Woodard posted a 3-under 68 to match Scott at 12-under-par 272. Scott shot an even-par 72, and the players made their way to No. 18 for the first playoff hole.
The players remained tied after the first extra hole, and then headed to the par-3 17th. Woodard knocked his tee ball to 10 feet, while Scott missed the green short.
Scott chunked his chip, then played his third on to the green. After the miscue by Scott, Woodard routinely two-putted for his first victory since joining the Canadian Tour in 1996.
'Well worth the wait,' said Woodard. 'Knowing Steve's short game, I was surprised at what happened (in the playoff). It's a tough way to lose. But I knew I had a chance today. The way I've been playing the past few weeks, I felt I could put myself in position to win.'
Woodard has made the cut in all 11 starts this season and has finished in the top-25 nine times. With his first-place check, Woodard moved to fourth on the Order of Merit.
Scott lost his one-shot lead that he brought into the final round.

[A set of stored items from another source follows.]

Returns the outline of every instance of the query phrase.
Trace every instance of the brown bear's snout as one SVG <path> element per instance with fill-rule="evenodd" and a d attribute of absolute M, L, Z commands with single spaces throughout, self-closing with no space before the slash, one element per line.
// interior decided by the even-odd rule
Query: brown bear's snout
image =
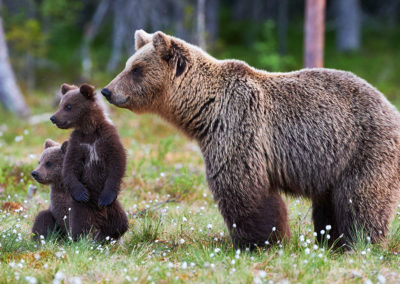
<path fill-rule="evenodd" d="M 38 178 L 39 178 L 39 173 L 38 173 L 37 171 L 31 172 L 31 175 L 32 175 L 32 177 L 33 177 L 35 180 L 38 180 Z"/>
<path fill-rule="evenodd" d="M 53 124 L 55 124 L 55 123 L 57 122 L 57 119 L 56 119 L 56 117 L 55 117 L 54 115 L 52 115 L 52 116 L 50 117 L 50 121 L 51 121 Z"/>
<path fill-rule="evenodd" d="M 109 89 L 104 88 L 103 90 L 101 90 L 101 93 L 107 99 L 107 101 L 111 100 L 112 93 L 111 93 L 111 91 Z"/>

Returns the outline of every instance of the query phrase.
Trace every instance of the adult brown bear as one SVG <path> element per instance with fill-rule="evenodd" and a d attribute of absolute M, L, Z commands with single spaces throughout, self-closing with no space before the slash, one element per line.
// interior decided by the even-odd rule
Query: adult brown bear
<path fill-rule="evenodd" d="M 400 116 L 352 73 L 270 73 L 217 60 L 162 32 L 136 32 L 137 52 L 102 90 L 195 139 L 235 246 L 288 236 L 285 192 L 310 198 L 318 240 L 355 230 L 383 241 L 400 196 Z"/>

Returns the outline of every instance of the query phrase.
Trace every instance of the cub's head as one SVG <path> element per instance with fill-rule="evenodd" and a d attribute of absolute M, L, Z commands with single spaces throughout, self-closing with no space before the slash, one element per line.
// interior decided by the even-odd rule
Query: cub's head
<path fill-rule="evenodd" d="M 79 127 L 88 118 L 88 114 L 98 108 L 94 87 L 88 84 L 83 84 L 79 88 L 63 84 L 61 94 L 58 110 L 50 117 L 51 122 L 58 128 Z"/>
<path fill-rule="evenodd" d="M 42 184 L 60 182 L 62 164 L 67 147 L 68 141 L 60 145 L 51 139 L 46 139 L 39 165 L 32 171 L 32 177 Z"/>
<path fill-rule="evenodd" d="M 135 33 L 135 47 L 125 69 L 101 93 L 118 107 L 137 113 L 155 111 L 190 70 L 198 48 L 162 32 L 143 30 Z"/>

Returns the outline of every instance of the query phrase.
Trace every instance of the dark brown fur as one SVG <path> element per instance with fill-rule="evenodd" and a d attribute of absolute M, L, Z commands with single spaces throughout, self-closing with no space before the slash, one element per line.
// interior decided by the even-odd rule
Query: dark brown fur
<path fill-rule="evenodd" d="M 79 235 L 90 228 L 90 223 L 103 227 L 110 221 L 113 227 L 107 230 L 123 234 L 127 218 L 116 198 L 125 173 L 126 154 L 118 132 L 107 121 L 92 86 L 64 84 L 62 94 L 52 121 L 62 129 L 74 128 L 63 163 L 63 182 L 74 200 L 84 203 L 77 205 L 81 211 L 98 213 L 89 222 L 77 215 L 77 227 L 72 225 L 72 232 Z"/>
<path fill-rule="evenodd" d="M 50 185 L 49 209 L 40 211 L 32 227 L 34 239 L 47 238 L 52 233 L 66 236 L 68 232 L 76 240 L 90 232 L 98 241 L 107 236 L 118 239 L 127 230 L 128 221 L 118 201 L 108 210 L 93 209 L 74 201 L 61 179 L 63 159 L 67 149 L 50 139 L 40 157 L 39 166 L 32 172 L 34 178 Z"/>
<path fill-rule="evenodd" d="M 197 140 L 235 245 L 262 244 L 273 226 L 289 236 L 280 192 L 312 200 L 331 244 L 351 243 L 355 229 L 385 240 L 400 197 L 400 116 L 378 90 L 344 71 L 216 60 L 161 32 L 137 31 L 136 48 L 103 93 Z"/>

'Other than one putt, I really didn't make anything today,' admitted Scott. 'It's disappointing. I felt this was my tournament to win, and I didn't get the job done. I think I'm close, but how many times can you put yourself in that position again? It's close, that's all I can say right now.'
Matt McQuillan (68) shared third place with Craig Scott (69). The duo came in at 11-under-par 273, and that was McQuillan's fourth consecutive top-six finish.
Jason Allred (66), Brad Fritsch (67), George Bradford (69), Cory Jones (70) and David Hearn (72) tied for fifth place at minus-10. Marcus Jones (67) and Jason Higton (69) shared 10th at nine-under-par 275.